One small trunk beside her.

One paper lantern crushed beneath her boot.

And both hands folded in front of her as if manners were the last warm thing she owned.

It was February in the Montana territory, the kind of cold that does not merely bite skin but seems to argue with the soul. Wind swept down from the Bitterroot peaks and turned the world white. My horse, Moses, hated the weather and had made his feelings known since dawn by stopping every quarter mile to glare at me.

I had ridden to Hale’s place because I saw no smoke from his chimney.

That was unusual.

Martin Hale was not a good man, but he was a predictable one. He burned wood carelessly, drank loudly, and owed half the valley money while pretending he owned the other half. He had gone east two months earlier boasting that he was bringing back a bride.

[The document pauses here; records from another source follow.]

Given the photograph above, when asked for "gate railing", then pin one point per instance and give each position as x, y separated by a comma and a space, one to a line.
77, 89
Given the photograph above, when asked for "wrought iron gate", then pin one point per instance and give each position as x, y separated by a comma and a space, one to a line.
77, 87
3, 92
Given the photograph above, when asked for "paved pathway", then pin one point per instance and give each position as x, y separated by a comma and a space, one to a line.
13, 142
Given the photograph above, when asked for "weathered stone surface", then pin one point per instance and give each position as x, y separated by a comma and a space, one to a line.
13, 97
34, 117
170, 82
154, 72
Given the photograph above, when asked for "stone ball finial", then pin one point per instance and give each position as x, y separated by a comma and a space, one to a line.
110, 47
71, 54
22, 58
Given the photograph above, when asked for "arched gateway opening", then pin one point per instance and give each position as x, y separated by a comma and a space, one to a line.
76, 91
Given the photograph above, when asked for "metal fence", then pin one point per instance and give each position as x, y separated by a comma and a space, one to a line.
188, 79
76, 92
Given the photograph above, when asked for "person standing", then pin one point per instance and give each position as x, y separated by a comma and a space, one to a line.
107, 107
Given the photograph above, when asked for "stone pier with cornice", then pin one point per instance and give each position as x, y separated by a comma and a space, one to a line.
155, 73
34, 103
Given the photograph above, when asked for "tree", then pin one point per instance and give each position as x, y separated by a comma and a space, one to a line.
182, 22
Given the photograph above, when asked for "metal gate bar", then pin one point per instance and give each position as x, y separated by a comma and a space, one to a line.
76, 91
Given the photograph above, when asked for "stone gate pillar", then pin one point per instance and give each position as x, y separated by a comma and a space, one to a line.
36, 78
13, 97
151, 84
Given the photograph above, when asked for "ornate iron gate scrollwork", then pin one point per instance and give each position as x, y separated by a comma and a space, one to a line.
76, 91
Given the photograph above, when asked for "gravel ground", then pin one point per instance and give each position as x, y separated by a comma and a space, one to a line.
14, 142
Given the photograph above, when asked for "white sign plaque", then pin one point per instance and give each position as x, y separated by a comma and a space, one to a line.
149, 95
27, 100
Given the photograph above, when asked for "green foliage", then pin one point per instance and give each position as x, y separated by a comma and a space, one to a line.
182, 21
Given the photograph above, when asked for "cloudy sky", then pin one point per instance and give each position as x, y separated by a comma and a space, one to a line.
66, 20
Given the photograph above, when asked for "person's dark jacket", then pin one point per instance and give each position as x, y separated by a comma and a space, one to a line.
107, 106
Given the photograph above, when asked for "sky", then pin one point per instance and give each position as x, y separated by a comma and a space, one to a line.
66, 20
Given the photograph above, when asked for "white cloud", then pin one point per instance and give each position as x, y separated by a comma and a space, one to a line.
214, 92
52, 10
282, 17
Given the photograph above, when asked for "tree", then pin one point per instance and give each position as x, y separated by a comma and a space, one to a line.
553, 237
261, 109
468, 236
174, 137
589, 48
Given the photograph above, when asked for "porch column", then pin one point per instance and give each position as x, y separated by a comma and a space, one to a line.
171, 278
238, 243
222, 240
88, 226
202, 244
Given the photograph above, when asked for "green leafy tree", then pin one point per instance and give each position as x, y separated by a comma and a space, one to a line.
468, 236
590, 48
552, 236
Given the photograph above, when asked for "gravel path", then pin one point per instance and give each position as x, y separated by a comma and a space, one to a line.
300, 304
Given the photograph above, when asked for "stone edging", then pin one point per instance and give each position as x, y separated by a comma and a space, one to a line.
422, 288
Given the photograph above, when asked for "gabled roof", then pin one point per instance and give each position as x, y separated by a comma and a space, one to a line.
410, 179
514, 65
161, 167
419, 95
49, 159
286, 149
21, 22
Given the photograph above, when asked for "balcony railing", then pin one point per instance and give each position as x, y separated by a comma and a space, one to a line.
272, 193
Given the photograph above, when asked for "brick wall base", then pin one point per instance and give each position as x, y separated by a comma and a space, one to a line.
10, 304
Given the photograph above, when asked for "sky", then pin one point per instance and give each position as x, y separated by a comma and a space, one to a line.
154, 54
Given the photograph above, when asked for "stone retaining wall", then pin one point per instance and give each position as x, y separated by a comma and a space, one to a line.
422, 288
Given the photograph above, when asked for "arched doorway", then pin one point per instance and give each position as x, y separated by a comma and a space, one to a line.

“A Chinese woman,” he told the men at Wilkes’s store. “Small, quiet, obedient. Won’t talk back like American widows.”

The men laughed.

I did not.

There are jokes that show the rot beneath a man’s hat.

Now Martin’s promised bride stood outside his cabin, shivering so badly she could barely remain upright.

I reined Moses in.

She looked at me.

Her face was pale from cold. Her lips were cracked. Snowflakes clung to the dark braid over her shoulder. She wore a red silk wedding jacket beneath a thin traveling shawl, beautiful once, now wet at the sleeves and dusted with ice.

For one moment, I forgot how to speak.

Not because she was beautiful, though she was.